Plus tard Maselli peint les archétypes de son temps, « La Rome impériale ne
m’intéresse pas, je cherchais la Rome moderne et il me semblait la découvrir
la nuit » dira-t-elle plus tard de ses premières recherches. Des cités nocturnes
font apparaître ce qu’il lui semble rester du réel et qu’on ne regarde pas assez
: elles sont traversées par une géométrie de lignes et de réseaux urbains dans
lesquelles les rues s’éveillent sous l’éclat vibrant des néons et des enseignes
lumineuses.
La modernité de Maselli casse ainsi le paysage jusqu’à faire disparaître la nature et s’intéresse au mouvement seul. Ses Métropolis se font le théâtre de footballeurs,
de boxeurs et de cyclistes qui fendent le béton plus qu’ils ne s’y fraient un chemin.

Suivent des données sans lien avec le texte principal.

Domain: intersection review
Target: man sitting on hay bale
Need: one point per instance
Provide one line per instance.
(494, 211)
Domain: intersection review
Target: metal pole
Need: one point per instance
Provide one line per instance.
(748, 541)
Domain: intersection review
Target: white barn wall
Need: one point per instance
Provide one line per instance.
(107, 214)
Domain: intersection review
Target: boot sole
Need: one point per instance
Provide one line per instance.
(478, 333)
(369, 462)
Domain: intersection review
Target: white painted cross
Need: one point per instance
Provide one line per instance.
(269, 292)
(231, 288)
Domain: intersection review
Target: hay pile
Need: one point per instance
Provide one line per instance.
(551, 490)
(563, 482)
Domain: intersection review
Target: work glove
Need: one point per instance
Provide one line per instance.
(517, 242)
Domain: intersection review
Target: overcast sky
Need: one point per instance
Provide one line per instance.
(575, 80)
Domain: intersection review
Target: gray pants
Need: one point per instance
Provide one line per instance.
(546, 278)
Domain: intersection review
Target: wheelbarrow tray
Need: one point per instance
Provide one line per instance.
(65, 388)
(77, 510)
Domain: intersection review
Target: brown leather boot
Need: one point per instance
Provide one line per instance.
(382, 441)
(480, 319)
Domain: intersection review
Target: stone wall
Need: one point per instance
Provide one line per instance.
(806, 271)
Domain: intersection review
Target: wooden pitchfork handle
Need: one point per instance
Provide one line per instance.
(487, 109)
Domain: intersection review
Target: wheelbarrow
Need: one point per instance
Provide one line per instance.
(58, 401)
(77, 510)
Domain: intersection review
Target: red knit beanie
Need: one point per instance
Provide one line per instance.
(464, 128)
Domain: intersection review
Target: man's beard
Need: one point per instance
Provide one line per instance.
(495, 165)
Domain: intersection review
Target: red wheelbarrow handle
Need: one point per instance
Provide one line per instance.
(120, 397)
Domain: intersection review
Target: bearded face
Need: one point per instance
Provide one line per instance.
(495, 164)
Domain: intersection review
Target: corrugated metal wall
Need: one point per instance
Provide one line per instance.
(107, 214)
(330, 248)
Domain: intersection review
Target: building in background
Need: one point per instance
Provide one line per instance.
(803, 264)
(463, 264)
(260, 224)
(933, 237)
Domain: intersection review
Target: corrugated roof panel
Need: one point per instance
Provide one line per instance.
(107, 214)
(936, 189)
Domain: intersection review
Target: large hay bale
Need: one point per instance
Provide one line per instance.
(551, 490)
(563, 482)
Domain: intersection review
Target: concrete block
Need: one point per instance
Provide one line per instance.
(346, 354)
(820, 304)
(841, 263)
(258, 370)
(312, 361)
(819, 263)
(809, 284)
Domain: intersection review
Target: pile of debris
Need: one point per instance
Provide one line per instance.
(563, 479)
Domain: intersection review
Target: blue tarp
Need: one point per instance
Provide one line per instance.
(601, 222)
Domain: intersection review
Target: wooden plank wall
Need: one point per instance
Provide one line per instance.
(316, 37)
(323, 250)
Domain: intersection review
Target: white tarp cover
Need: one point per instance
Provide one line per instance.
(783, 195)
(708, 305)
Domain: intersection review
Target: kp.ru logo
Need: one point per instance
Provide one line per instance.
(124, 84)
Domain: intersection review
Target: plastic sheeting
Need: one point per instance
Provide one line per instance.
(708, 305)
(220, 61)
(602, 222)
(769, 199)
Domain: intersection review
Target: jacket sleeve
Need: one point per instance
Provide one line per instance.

Titina Maselli participera à quatre reprises à la Biennale de Venise et exposera dans plusieurs villes d’Europe.
De 1952 à 1955, elle réside à New York, se confrontant au mouvement Pop Art
dont elle tient à se différencier : « Ces jeunes artistes veulent peindre l’objet en
soi. Moi par contre, j’entends peindre des conflits ». Elle peint d’ailleurs ce conflit entre l’homme et son environnement qu’il essaie sans cesse de semer, de dépasser en énergie, en vitesse, en force encore. Elle mettra plus tard ce conflit au cœur de son travail en assurant la scénographie de nombreux films.
Dans les années 70, elle vient à Paris où le théâtre et l’opéra l’accueillent et font
sa renommée. Collaborant avec de grands metteurs en scène tels que Jean
Jourdheuil, Brigitte Jaques et, surtout, Bernard Sobel avec qui elle travaille sur
vingt créations entre 1980 et 2003, principalement en concevant les décors
et les costumes : Va-et-vient et Pas moi de Samuel Beckett (1980), Le Cyclope,
opéra de Betsy Jolas d’après Euripide (1986), Les Géants de la montagne de
Luigi Pirandello (1994).
En 2003, pour le festival d’Aix-En-Provence, elle imagine les décors de Renard,
de Stravinsky, mis en scène par Grüber et dirigés par Pierre Boulez. À l’occasion
du centenaire de sa naissance, deux rétrospectives, réunissant des œuvres
issues des collections publiques et privées, sont organisées concomitamment
à Rome au Casino dei Principi à la Villa Torlonia et au Museo Laboratorio d’Arte
Contemporanea de l’Université Sapienza jusqu’en avril 2025.